Madeleine Albright's Net Worth: How Much Was The Former Secretary Of State Worth When She Died?

Madeleine Albright, the first woman to be appointed U.S. Secretary of State, has died at 84. Albright's family revealed the news in a statement posted to Twitter on March 23, writing, "The cause was cancer. She was surrounded by family and friends."

A pioneer for equal rights, Albright's career was defined in part by her unapologetic nature, which she credited as a tool for navigating the male-dominated world of politics. "After too much of the small talk, I would say, 'I have come a long way, so I must be frank,' Then I really did make a point of what I needed to say," she said during a 2020 interview with USA Today. Adding, "I don't think frankly that I was rougher, tougher or anything than any man. I just think people were surprised to hear that language from a woman."

Albright's storied career includes a stint as a U.S. ambassador to the United Nations, an appointment to Secretary of State under Bill Clinton's administration, during which she spearheaded the expansion of the North Atlantic Treaty Organization (NATO) in Kosovo, per NBC News. Albright's groundbreaking run as a politician, and subsequent ventures, may have left supporters wondering how much she was worth at the time of her death.
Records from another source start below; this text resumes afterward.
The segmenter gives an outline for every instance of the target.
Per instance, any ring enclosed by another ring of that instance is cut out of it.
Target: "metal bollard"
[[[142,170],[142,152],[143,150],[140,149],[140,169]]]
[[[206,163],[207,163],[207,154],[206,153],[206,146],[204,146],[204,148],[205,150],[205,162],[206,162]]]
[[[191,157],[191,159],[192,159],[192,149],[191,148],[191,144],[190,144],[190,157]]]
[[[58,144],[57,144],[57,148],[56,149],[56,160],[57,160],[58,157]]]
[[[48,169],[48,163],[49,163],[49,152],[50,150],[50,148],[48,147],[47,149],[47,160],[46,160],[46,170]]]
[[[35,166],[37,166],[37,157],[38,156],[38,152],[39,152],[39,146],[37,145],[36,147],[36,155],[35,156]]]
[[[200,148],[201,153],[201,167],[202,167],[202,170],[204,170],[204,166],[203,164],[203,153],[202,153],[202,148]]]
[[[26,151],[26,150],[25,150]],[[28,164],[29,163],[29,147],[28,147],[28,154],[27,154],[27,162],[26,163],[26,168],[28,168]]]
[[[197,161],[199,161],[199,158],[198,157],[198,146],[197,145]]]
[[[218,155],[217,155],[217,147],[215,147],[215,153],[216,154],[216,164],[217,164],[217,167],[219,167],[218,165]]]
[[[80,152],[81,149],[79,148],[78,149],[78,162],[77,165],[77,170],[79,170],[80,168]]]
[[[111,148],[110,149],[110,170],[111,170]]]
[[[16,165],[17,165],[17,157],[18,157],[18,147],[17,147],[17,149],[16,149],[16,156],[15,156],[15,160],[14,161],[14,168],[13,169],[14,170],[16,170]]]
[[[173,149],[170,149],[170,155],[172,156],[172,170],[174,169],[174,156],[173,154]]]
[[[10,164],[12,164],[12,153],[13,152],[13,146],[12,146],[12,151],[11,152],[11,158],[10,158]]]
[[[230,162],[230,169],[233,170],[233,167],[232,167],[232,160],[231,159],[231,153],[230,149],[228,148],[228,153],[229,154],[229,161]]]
Madeleine Albright had a very lucrative career

Madeleine Albright's appointment to Bill Clinton's cabinet marked a historic moment for American politics, as the position had previously only been held by men. In addition to her successful career in politics, Albright started the international business consulting firm, The Albright Stonebridge Group. The former politician also authored a plethora of books, including a memoir titled, "Madame Secretary," in 2003.
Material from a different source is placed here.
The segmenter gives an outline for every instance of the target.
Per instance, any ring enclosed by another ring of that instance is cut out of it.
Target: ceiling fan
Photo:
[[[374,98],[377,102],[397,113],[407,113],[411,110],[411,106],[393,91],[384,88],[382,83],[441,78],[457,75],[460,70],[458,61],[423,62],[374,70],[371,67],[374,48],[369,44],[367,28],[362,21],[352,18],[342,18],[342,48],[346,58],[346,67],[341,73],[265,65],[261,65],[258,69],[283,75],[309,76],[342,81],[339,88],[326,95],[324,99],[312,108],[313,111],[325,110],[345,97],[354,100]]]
Albright's extensive career, that extended far beyond politics, saw her amass an eight-figure fortune. According to Celebrity Net Worth, Albright was worth a reported $10 million at the time of her death. To reach that figure, the outlet combined earnings from Albright's stint as a politician, proceeds from her published work, and her time as a professor of diplomacy at Georgetown University.

While Albright's appointment to Secretary of State ended in 2001, the politician often spoke about the importance of continuing charitable efforts. "There are real consequences for our own security when we fail to meet humanitarian needs, and we need to make that clear," she said while speaking at the World Food Program USA's lecture series in 2016.